Ceknricek.com – Alzheimer merupakan sindrom yang membuat otak mengerut dan mengecil. Penyakit ini sering dialami oleh orang yang berusia 65 tahun ke atas. Kini, sebuah tes darah baru dapat digunakan untuk menentukan seseorang memiliki kemungkinan mengidap Alzheimer 16 tahun sebelum gejalanya mulai muncul.
Tim peneliti internasional menemukan bahwa mereka dapat memprediksi seseorang cenderung mengembangkan Alzheimer berdasarkan tingkat protein tertentu dalam darah. Temuan tersebut dilaporkan dalam jurnal Nature Medicine.
Protein yang dimaksud adalah neurofilament light change (NLC) yang membentuk bagian dari struktur internal sel saraf. Jika sel-sel saraf rusak, protein bocor ke dalam cairan serebrospinal – cairan berair yang mengelilingi otak dan sumsum tulang belakang – dan kemudian ke dalam darah
Mendeteksi kadar protein yang tinggi dalam cairan serebrospinal menjadi indikator kerusakan sel otak yang baik. Namun, untuk memperoleh cairan ini dibutuhkan keran tulang belakang,. Untuk mendapatkannya, harus memasukkan jarum ke tulang belakang bagian bawah dan tidak menyenangkan bagi pasien.
Untuk itu, para peneliti memutuskan untuk melihat adanya peningkatan level NLC yang terdeteksi dalam sampel darah. Dalam melakukan eksperimen tersebut, tim mencari orang-orang dari keluarga dengan varian genetik langka yang menyebabkan Alzheimer berkembang pada usia muda (antara 30-an dan 50-an).
Mereka yang “kurang beruntung” mewarisi salah satu varian ini, kemungkinan besar kelak akan menderita Alzheimer. Inilah yang membuat para peneliti memiliki kesempatan mencari perubahan secara fisik yang dapat terjadi jauh sebelum gejalan Alzheimer muncul.
Total 409 orang menjadi subjek penelitian, 247 orang membawa varian genetik Alzheimer awal, sedangkan 162 lainnya tidak. Setelah diteliti, mereka yang membawa varian awal-awal memiliki kadar protein NLC yang lebih tinggi dalam darah mereka. Konsentrasi protein NLC meningkat seiring bertambahnya usia. Pada mereka yang tidak memiliki varian genetik tersebut, kadar protein NLC tetap rendah dan stabil.

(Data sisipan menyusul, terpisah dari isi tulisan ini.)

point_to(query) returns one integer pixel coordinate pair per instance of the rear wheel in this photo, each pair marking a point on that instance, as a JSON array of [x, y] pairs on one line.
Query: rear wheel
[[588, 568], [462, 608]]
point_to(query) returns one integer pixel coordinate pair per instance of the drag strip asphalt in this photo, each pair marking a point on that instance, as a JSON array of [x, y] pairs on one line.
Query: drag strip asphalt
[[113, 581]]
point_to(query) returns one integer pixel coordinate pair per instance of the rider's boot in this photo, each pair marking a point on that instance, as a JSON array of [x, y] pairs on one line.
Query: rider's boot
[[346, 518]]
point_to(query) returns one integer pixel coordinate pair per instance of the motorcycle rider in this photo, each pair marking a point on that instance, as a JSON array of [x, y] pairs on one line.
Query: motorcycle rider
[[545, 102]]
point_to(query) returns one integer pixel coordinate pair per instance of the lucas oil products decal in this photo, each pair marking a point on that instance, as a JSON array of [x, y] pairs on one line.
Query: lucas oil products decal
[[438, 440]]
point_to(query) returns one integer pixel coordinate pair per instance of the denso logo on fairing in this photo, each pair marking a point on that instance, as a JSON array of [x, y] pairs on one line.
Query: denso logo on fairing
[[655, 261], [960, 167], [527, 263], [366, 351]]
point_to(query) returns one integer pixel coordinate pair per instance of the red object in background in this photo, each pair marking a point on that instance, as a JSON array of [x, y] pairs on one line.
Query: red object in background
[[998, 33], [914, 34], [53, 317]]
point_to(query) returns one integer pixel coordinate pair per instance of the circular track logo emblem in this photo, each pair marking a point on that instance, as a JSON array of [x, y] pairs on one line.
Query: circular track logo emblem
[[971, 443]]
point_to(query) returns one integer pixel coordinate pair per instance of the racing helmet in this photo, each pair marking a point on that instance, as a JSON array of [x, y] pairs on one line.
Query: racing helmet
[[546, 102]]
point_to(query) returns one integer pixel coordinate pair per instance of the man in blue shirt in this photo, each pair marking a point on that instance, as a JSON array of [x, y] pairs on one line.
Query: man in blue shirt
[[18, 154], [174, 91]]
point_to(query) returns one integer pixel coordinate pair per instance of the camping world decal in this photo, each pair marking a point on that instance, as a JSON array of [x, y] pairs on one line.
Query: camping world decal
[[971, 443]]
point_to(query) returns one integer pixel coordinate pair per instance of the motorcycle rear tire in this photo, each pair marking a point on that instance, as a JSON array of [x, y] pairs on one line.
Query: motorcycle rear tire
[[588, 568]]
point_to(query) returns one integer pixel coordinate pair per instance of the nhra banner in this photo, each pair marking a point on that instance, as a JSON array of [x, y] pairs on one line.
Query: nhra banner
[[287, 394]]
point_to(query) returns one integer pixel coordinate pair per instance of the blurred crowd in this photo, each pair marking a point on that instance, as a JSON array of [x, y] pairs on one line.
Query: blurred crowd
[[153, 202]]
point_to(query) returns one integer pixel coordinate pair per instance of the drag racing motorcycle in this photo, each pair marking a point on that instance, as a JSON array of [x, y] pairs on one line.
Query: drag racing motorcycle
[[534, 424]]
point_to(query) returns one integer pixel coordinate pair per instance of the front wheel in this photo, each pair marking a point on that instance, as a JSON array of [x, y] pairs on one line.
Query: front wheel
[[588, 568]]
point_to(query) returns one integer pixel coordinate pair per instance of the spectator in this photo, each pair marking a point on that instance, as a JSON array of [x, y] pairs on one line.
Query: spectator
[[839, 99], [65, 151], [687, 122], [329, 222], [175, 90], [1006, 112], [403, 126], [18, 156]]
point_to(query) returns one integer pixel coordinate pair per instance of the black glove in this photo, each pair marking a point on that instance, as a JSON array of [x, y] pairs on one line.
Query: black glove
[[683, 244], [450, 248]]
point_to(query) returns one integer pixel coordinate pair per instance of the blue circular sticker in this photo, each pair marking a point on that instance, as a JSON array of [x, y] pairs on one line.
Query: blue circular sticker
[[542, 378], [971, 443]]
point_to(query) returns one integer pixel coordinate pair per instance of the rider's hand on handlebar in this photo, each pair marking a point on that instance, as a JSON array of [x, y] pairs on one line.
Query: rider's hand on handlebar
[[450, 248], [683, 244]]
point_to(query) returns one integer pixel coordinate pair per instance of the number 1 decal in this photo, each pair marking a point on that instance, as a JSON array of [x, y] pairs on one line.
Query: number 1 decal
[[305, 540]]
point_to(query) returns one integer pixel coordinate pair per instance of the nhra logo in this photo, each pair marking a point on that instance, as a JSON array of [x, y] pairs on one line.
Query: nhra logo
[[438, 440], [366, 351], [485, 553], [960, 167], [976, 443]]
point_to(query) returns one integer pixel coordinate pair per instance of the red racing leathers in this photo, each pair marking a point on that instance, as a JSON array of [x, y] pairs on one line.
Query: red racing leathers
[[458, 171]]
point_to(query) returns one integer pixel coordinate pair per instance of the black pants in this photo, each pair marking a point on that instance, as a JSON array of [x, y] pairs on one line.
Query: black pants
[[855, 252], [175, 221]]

Para peneliti juga melakukan pemindaian otak seluruh partisipan. Saat terjadi peningkatan kadar NLC, tim menemukan terdapat bagian otak yang berkaitan dengan ingatan (precuneus) mulai menyusut.
Kenaikan tingkat NLC ini dapat dideteksi hingga 16 tahun sebelum gejalan Alzheimer berkembang. Orang-orang yang mengalami peningkatan kadar protein NLC dalam darah cenderung berpotensi mengidap Alzheimer. Hal tersebut terlihat dari munculnya tanda-tanda penurunan kognitif dan degenerasi sel otak dua tahun kemudian.
“Enam belas tahun sebelum gejala muncul benar-benar sangat awal dalam proses penyakit, tetapi kami dapat melihat perbedaan bahkan saat itu,” kata co-penulis pertama Stephanie Schultz, seperti dikutip Iflscience, Kamis (24/1).
“Ini bisa menjadi biomarker praklinis yang baik untuk mengidentifikasi mereka yang akan mengembangkan gejala klinis,” lanjutnya.
Meski tim peneliti fokus pada penyakit Alzheimer dalam studi tersebut, mereka mencatat hal lain. Tes darah dinilai dapat digunakan untuk menemukan tanda-tanda berbagai kondisi terkait otak. Hal ini membuat perawatan kesehatan dapat dilakukan lebih dini.
“Kami memvalidasinya pada orang dengan penyakit Alzheimer karena kami tahu otak mereka mengalami banyak neurodegenerasi, tetapi penanda ini tidak spesifik untuk Alzheimer. Tingkat yang tinggi bisa menjadi tanda dari berbagai penyakit dan cedera neurologis yang berbeda,” ujar penulis studi Brian Gordon.
Namun, penelitian ini masih memiliki keterbatasan. Penggunaan tes darah masih perlu disempurnakan agar dapat diterapkan secara menyeluruh. Salah satu kekurangan penelitian ini adalah para peneliti hanya melihat orang-orang yang secara genetik cenderung terkena Alzheimer.
“Kita tidak pada titik kita bisa memberi tahu orang, ‘dalam lima tahun Anda akan menderita demensia,’ kita semua bekerja menuju itu” imbuh Brian.